Long term php guy (I maintained APC for years, slowly given up now), so I've wor...

Osiris · on Nov 12, 2013

What are best practices for writing async code in PHP?

gopalv · on Nov 12, 2013

A lot of extensions expose async modes, use them.

On the extension APIs

curl-multi - http://php.net/manual/en/function.curl-multi-select.php

memcached-getdelayed - http://us2.php.net/manual/en/memcached.getdelayed.php

mysqli-reap_async - http://us2.php.net/manual/en/mysqli.reap-async-query.php

postgres-send_query - http://www.php.net/manual/en/function.pg-send-query.php

gearman doBackground - http://www.php.net/manual/en/gearmanclient.dobackground.php

Something like gearman queues basically take the asynchronous processing out of the web layer into a different daemon. There were things like S3 uploads and fb API calls which were shoved into gearman tasks instead of holding up the web page.

Some of the stuff is very design oriented, for instance in most of my memcache code, there are no mc-lock calls at all - all of them are mc-cas calls. A lot of the atomicity is done by using add/delete/cas which involve no sleep timeouts. A bit of it was done using atomic append, increment and decrement as well.

SQL queries are another place where PHP doing actual work sucks for the web apps. A bunch of the mysql/postgresql functionality within a lock is actually moved onto stored procedures, instead of being driven by PHP.

https://github.com/zynga/zperfmon/blob/master/server/schemas...

So the code above is horribly written because you can't parameterize table names or column names in PL/SQL. But that essentially cuts down the involvement PHP has with the backend's locked sections.

Also a lot of the stats data was flooded onto apache log files instead of being written out from the PHP code directly using an fwrite.

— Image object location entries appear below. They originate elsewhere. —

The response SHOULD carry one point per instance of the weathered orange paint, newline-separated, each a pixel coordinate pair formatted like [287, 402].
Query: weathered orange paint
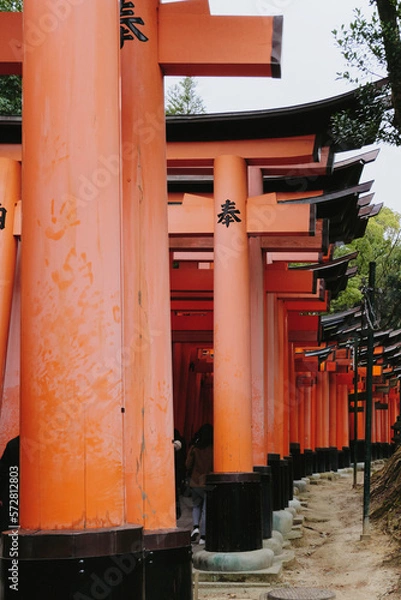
[313, 415]
[194, 215]
[301, 416]
[191, 42]
[150, 492]
[257, 344]
[333, 409]
[11, 46]
[259, 152]
[292, 396]
[71, 381]
[342, 416]
[319, 437]
[308, 417]
[232, 344]
[288, 281]
[325, 410]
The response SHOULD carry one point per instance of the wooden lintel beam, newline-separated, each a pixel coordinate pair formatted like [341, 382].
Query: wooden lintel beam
[11, 42]
[288, 281]
[196, 216]
[257, 152]
[194, 43]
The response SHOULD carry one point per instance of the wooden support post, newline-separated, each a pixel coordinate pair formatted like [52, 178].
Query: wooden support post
[342, 416]
[259, 426]
[308, 417]
[150, 490]
[10, 194]
[319, 411]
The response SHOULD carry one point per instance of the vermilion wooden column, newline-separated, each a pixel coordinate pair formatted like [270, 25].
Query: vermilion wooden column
[150, 489]
[10, 194]
[292, 396]
[71, 396]
[301, 416]
[232, 359]
[342, 416]
[72, 455]
[333, 410]
[273, 438]
[284, 378]
[256, 262]
[325, 409]
[308, 416]
[313, 415]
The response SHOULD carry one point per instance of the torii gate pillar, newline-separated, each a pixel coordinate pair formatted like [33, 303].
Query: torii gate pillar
[74, 541]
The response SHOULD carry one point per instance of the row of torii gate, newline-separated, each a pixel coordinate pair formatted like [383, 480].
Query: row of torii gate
[103, 279]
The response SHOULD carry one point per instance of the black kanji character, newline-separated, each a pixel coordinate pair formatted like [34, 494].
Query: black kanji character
[229, 213]
[128, 24]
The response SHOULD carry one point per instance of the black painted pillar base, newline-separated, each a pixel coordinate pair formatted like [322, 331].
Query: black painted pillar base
[168, 564]
[73, 564]
[233, 512]
[345, 458]
[321, 460]
[295, 450]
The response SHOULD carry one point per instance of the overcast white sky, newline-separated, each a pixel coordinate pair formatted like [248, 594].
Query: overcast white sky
[310, 62]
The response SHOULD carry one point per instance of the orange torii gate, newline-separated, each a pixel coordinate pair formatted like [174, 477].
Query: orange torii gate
[97, 429]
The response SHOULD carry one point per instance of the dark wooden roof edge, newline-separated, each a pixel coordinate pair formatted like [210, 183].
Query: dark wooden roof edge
[328, 264]
[300, 119]
[277, 44]
[351, 191]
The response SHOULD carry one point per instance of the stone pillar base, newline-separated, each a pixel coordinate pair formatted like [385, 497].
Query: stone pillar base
[233, 561]
[233, 512]
[66, 564]
[168, 564]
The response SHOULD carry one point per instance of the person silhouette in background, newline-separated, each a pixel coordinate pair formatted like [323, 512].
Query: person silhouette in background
[9, 469]
[200, 463]
[179, 468]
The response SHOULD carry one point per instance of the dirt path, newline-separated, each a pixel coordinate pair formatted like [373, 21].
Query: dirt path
[330, 553]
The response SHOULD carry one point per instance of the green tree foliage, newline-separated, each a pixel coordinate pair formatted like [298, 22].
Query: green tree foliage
[10, 85]
[380, 244]
[11, 5]
[182, 99]
[371, 46]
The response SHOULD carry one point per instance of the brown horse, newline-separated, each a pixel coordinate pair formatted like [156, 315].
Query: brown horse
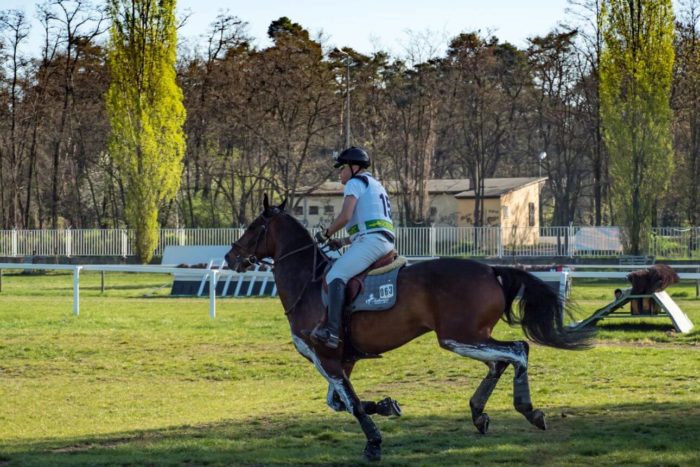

https://github.com/zynga/zperfmon/blob/master/client/zperfmo...

This uses apache_note() function in PHP to log stuff after the request is done & the connections are closed. That gets into the log files as %(<name)n fields in the access log.

You can see there that every single access log has an associated user, the HMAC of the request and peak memory usage. All collected at zero latency to the actual HTTP call.

The thing to avoid though is pcntl - it absolutely messes up all of apache/fastcgi process management code.

This is not all of what I've done. I am sorry to say some of my best work in this hasn't been open-sourced & has perhaps been killed since I left Zynga.

PHP backends I built using these methods were handling approx ~6-7 million users a day on 9 web servers (well, we kept 16 running - 8 on each UPS).

Ah, fun times indeed - too bad I didn't make any real money out of all that.